That remains the goal just as the No. 42 team had high hopes with its previous driver, former IndyCar champ and Formula One driver Juan Pablo Montoya, who returned to open-wheel this year.

There is good continuity and high expectations. The crew remained in place after the driver and the Ganassi team switched to the championship-winning Hendrick engines last year.

"We always had speed with Juan (Montoya) but never seemed to put all together," Heroy said. "I think it's really just that's it's a fresh start with Kyle.

"The two are definitely dedicated to their craft. With Juan in 1999-2000 he was winning CART championships and Indy 500 and driving the wheels off everything he got in. He came to us as a veteran.

"I'm just getting Kyle at the beginning of his career while Juan had already accomplished a lot. I get to enjoy the excitement of Kyle just hauling butt at Fontana, things like that."

Heroy sounds like someone genuinely enjoying the ride and looking forward to what's down the road.

And with each race, that victory burnout feels closer.

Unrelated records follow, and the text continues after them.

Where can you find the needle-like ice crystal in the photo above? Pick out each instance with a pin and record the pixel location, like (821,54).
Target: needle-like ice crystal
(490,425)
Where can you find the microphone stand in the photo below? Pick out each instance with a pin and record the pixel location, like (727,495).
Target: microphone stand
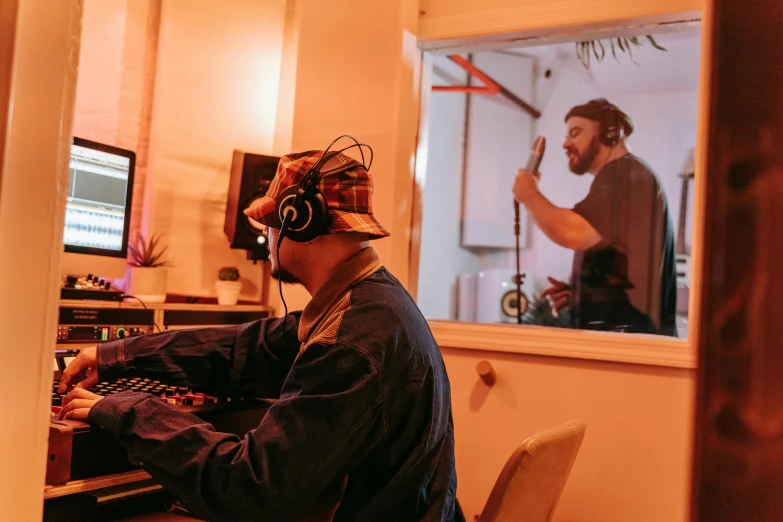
(518,276)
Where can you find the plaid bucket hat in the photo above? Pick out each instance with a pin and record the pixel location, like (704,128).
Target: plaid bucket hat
(348,192)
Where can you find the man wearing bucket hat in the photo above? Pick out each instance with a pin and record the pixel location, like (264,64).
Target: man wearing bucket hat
(362,429)
(622,225)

"Absolutely, our goal is to win a race and make the Chase," Heroy said without hesitation. "He's definitely close. We just have to get him in position where he has a chance. He'll get it done, the kid's that good.

"Rookie of the Year is definitely a goal for us and Target, but we have bigger aspirations than that, too.

"The sky's the limit with this kid. We're focused on trying to beat everyone, not just Austin Dillon."